甘くほろ苦いチョコレートの旅(4)スイス、レダラッハ

  • 2009年2月13日
 世界有数のチョコレート生産国として知られるスイス。スーパーマーケットを訪れると、棚にずらりと並んだチョコレートの種類の豊富さに驚くことだろう。スイス国民1人あたりのチョコレート消費量は多く、2001年は世界トップ、2004年はドイツに次いで世界第2位の10.8キログラム。これはなんと、日本人の2.2キログラムの約5倍にものぼる。リンツやファバラジーなど、世界的に有名なブランドも多い。





 そんなスイスのブランドの中でも、今回はレダラッハを紹介しよう。ミルクや生クリーム、バターなど、スイスアルプスで得られる最高品質の乳製品を使い、まろやかな味に仕上げたレダラッハのチョコレートは、スイスらしい素敵なデザインも魅力。とくに「フェアリーマウス」や「スマイリースネイル」といったキャラクターチョコは、見た目も愛らしく人気が高い。タレントの神田うのさんのお気に入りのチョコレートとして、テレビ番組で紹介されたことでも知られている。
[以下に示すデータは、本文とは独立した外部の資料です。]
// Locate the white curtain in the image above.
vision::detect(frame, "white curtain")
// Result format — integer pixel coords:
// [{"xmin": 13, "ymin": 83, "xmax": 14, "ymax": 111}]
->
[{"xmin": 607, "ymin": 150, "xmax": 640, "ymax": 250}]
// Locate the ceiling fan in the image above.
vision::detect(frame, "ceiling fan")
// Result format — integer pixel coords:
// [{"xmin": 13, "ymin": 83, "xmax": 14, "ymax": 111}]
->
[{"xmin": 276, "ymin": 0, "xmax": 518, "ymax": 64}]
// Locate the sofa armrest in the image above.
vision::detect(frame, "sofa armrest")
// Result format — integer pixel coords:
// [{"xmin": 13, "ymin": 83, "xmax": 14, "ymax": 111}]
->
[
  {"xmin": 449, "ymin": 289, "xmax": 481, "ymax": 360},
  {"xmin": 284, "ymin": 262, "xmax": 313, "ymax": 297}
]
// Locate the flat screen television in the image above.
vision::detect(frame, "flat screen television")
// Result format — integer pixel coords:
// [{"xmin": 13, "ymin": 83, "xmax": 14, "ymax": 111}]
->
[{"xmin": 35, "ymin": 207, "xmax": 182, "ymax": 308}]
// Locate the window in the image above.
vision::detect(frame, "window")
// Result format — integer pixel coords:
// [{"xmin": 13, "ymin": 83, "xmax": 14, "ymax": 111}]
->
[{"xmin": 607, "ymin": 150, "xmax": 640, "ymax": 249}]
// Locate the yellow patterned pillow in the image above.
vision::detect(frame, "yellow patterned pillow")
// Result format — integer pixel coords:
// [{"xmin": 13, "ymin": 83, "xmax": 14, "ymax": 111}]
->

 レダラッハは、スイス東部のグラールス州にある小さな町、エネンダに住むルドルフ・レダラッハが1962年に創業した。パン職人の家に生まれ、パンづくりの修業を積んだルドルフだが、ショコラティエになることを決意。以来、若くしてヨーロッパの菓子コンクールで賞を受けるなどの業績を重ねた。





 ルドルフが試行錯誤の末に開発したものに、空洞のボール状チョコレート(カプセル)がある。この中にガナッシュなどを詰め、外側にチョコレートを塗り込めたりまぶしたりすることで作業工程が短縮され、それまで素手で丸めていたトリュフの不衛生さを除くことができるようになった。彼は同業者に無償でこの技術を伝え、粒チョコレートの製造工程を革新的に変えることになったという。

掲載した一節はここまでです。